Beyond basic hygiene, a few daily habits help keep vaginal bacteria in balance. Wearing breathable, cotton underwear reduces moisture buildup that encourages bacterial overgrowth. Changing out of sweaty workout clothes or wet swimsuits promptly makes a noticeable difference for many women. Sleeping without underwear can also help by allowing airflow.

Staying hydrated dilutes the concentration of waste products in sweat and discharge, which can soften odor. Some women notice that heavily spiced foods, garlic, or asparagus temporarily change their scent, though this varies widely and isn’t a medical concern.

Do Probiotics Work?

Probiotic supplements marketed for vaginal health are popular, but the clinical evidence is underwhelming. One well-designed study tested two of the most widely promoted probiotic strains, giving them orally to women with abnormal vaginal bacteria scores for 12 weeks.
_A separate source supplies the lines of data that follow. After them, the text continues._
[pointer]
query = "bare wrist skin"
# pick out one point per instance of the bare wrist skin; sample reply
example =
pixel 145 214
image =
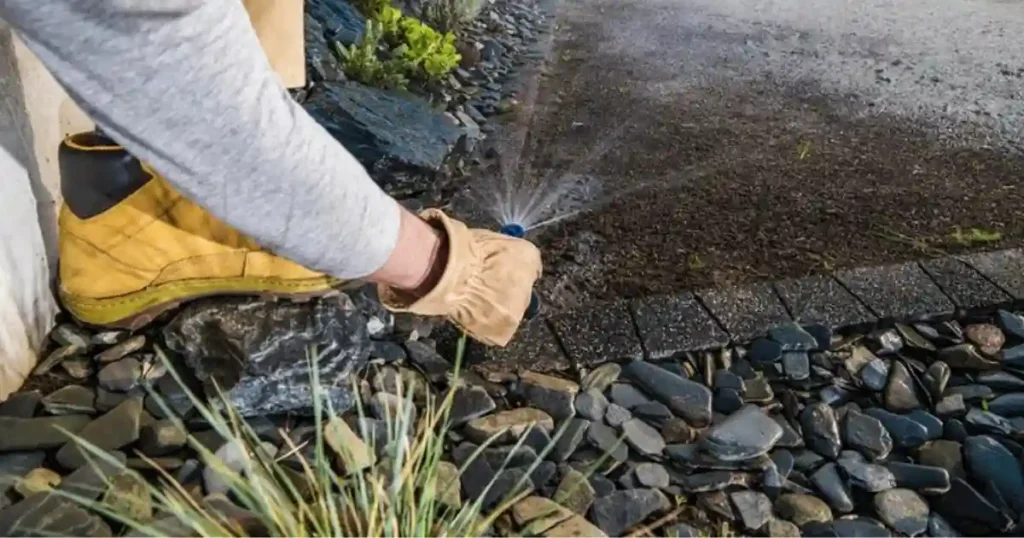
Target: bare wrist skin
pixel 418 260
The result: the probiotic group showed no difference in vaginal bacterial composition, no difference in immune markers, and the same 30% rate of returning to normal as the placebo group. The properties that looked promising in lab settings simply didn’t translate to real results in people.

This doesn’t mean probiotics are harmful, but spending money on them as a primary strategy for vaginal odor is not well supported by current evidence. Eating fermented foods like yogurt and maintaining a balanced diet supports overall health, but expecting a supplement to fix a noticeable odor problem is unrealistic.

Signs You Need Medical Help

A mild change in scent that lasts a day or two and resolves on its own is rarely concerning. But if vaginal odor persists for more than a few days, especially with discharge that looks unusual, itching, burning, or irritation, those symptoms together point to an infection that won’t clear without treatment. BV in particular frequently recurs, so if you’ve had it before and recognize the smell, early treatment prevents it from worsening.